I was also told things I felt or thought were not right. It started causing me to question myself. Everything. Nothing I said, felt, or did was ‘right.’ My parents were divorced. When I would talk to or see my dad, he would criticize me (or terrify me with his level of anger, though never physical towards me). He would always say  ‘try harder’ when I didn’t get a better mark on something. My mom on the other hand would tell me I did a good job. I didn’t know whose words to listen to. I already was a perfectionist. I was afraid to try things because I didn’t want to fail or look/feel stupid. I didn’t want my dad to say try harder because I DID try my hardest. It was thought that me not doing better was because I was just lazy, but it was the fear of failure and disappointment that caused anxiety that created all of it. No one seemed to understand that. My dad thought he was helping me, but it was more the opposite. I felt like a failure.

The feeling of needing to be quiet and invisible stayed with me for years. It still comes up even now. It also came out in the eating disorder. I felt like I needed to be small and not seen. It made me feel afraid and vulnerable if I was noticed, but I didn’t realize the eating disorder made me stand out more. I was afraid of being hurt, abused, or traumatized again.

I was quiet for so long in my suffering that I tried to hide it including the self harm. I managed to for at least a year or longer from some people. But it was because they were so used to me being quiet that I was not questioned. The depression, dissociation, anxiety, and panic I also experienced were not picked up on either because from the outside, I was always just quiet. I was afraid of any of it being found out because I didn’t want attention. I didn’t want to bring shame to my family and didn’t want to have to talk about any of it, what led up to it all, or the trauma I did remember because I also feared not being believed (which sadly was a reality with some people).

When my mom found out about the self harm, she got infuriated and almost slapped me across the face. For years even after I stopped doing it, I was not able to really talk to her about it because it was something that bothered her so intensely. With the eating disorder, she thought it was a phase, like the self harm. At one point, she even told me I didn’t need professional help for it and that if I wanted to get better, I would. My dad also told me that a lot of what I struggled with as a teen was because I ‘read too much online’ or ‘saw too many talk shows.’ I only wished they were right….but they weren’t. I didn’t know why I struggled like I did for a long time. I just thought I was born defective and that it would be how I was meant to live (and ultimately die).

As I got older, I realized how much damage all these other people’s words and opinions had caused me. But I still question my own thoughts and feelings, not knowing what is right or wrong. It has been difficult to learn to use my voice and keep using it even when others don’t want to hear what I have to say. It shuts me down really fast when someone makes a comment that causes me to feel like I have no right to talk or they aren’t interested in what I have to say or don’t even respond because they don’t take the time to stop what they are doing for one second to hear me.

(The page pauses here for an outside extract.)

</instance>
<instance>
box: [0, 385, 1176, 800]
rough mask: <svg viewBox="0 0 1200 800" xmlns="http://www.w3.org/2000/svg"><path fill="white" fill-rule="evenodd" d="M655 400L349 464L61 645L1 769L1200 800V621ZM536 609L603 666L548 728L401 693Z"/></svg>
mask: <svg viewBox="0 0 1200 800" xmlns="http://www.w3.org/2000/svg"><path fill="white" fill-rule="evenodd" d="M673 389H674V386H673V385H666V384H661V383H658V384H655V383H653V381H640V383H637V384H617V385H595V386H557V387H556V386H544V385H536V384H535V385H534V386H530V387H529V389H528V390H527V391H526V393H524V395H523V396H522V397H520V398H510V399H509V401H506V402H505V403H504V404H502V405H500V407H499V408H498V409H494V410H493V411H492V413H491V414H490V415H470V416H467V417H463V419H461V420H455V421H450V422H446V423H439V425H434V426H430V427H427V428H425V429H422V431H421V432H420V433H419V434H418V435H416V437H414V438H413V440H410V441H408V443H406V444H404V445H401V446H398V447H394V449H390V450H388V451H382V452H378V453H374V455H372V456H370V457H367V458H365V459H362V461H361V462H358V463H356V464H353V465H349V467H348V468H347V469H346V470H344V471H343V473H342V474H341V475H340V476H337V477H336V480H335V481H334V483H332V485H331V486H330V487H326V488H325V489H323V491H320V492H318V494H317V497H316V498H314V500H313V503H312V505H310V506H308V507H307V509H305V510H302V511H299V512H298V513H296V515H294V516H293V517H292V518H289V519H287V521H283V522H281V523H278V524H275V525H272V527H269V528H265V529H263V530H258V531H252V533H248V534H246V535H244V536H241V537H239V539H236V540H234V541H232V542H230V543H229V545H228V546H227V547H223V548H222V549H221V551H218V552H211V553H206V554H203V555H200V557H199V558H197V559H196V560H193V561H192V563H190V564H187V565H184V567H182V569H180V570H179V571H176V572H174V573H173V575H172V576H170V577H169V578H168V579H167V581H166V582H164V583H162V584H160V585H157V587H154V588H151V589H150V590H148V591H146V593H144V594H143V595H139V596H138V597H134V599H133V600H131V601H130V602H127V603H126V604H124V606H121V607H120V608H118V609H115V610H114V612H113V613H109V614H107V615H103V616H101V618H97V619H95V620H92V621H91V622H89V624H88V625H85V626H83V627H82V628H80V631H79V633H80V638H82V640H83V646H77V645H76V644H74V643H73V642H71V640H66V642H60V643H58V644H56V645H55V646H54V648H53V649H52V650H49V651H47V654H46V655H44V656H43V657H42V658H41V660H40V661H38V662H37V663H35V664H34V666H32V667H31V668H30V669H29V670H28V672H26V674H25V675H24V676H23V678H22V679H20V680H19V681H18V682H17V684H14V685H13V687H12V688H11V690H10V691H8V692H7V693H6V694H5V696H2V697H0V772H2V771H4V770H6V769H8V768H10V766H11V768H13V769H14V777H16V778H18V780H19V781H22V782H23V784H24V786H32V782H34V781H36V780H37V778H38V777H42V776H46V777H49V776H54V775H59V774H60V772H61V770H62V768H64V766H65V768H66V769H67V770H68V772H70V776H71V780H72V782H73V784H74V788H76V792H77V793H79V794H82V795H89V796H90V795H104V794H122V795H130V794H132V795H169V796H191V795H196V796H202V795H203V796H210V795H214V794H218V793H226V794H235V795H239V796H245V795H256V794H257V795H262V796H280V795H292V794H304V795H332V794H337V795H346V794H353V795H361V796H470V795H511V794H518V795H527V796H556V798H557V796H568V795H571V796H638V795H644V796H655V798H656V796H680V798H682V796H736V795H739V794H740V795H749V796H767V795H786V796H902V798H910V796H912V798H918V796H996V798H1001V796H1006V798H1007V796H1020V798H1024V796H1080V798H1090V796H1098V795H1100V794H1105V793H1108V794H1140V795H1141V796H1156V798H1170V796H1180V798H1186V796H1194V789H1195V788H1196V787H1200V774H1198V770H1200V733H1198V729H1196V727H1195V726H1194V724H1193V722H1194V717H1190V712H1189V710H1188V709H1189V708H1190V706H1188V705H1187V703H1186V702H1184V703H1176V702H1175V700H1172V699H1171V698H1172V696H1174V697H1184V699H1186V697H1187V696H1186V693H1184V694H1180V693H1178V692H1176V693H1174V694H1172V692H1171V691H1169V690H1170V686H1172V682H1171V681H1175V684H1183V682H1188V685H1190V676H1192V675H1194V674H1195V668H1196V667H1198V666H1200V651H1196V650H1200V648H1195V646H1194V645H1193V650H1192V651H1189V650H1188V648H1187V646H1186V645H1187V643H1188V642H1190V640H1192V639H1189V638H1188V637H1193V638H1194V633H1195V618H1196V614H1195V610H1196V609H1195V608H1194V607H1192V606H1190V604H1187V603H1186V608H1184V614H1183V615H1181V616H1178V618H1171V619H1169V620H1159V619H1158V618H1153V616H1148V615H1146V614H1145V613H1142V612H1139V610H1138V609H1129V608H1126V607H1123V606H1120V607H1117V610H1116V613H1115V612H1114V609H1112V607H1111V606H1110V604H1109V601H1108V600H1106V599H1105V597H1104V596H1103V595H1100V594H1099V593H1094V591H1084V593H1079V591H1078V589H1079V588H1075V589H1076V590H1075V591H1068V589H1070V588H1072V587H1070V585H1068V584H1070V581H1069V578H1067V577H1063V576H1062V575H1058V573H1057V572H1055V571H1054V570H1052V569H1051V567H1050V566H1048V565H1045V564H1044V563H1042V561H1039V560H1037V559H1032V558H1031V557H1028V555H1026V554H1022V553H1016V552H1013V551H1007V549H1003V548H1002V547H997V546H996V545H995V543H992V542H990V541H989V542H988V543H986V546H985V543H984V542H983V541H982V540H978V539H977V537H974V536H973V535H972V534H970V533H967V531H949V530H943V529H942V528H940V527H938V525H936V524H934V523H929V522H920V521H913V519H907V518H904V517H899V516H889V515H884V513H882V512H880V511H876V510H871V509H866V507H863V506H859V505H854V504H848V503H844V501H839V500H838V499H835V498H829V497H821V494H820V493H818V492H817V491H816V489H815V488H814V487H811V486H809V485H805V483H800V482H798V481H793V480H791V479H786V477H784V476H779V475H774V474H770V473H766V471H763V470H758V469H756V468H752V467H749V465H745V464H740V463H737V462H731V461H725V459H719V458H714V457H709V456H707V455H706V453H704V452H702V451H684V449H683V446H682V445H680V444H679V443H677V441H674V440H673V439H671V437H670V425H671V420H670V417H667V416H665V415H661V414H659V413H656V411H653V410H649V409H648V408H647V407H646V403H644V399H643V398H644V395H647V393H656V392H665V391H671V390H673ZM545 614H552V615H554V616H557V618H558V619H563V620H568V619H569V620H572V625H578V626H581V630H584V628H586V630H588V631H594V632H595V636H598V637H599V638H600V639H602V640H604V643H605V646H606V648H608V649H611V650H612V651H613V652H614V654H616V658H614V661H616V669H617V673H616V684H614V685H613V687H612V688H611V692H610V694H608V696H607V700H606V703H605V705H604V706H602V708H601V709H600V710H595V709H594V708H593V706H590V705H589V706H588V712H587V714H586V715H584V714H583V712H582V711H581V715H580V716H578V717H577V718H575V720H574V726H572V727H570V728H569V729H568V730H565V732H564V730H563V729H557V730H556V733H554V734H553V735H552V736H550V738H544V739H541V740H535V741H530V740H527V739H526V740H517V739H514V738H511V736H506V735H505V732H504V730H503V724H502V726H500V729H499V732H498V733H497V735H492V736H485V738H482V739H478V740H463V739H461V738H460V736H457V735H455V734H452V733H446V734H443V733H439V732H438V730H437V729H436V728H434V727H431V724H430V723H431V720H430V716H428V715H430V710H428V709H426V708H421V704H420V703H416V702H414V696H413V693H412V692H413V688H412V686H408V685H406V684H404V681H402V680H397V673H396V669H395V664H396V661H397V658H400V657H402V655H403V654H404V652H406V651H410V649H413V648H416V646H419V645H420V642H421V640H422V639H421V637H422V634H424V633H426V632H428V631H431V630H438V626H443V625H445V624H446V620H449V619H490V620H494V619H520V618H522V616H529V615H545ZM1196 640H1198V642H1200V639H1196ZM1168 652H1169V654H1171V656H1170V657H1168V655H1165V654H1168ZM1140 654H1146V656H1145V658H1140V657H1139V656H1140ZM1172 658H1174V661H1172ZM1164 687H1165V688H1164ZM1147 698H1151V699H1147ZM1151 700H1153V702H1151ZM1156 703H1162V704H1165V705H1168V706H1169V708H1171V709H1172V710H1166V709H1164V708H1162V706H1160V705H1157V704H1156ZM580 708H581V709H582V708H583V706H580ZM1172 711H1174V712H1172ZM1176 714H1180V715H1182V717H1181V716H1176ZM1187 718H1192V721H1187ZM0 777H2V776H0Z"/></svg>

I have found places where I can use my voice at the right times and with the right people, but there are still times where it’s the wrong place or people. It sends me right back to that vulnerable, fearful place where I feel the need to be quiet again, and I wish it didn’t happen because it took me so long to be able to openly speak after so many years of silently struggling. It reminds me of how easy it is to go back there, but it is not how it should be. Being quiet does not help with healing.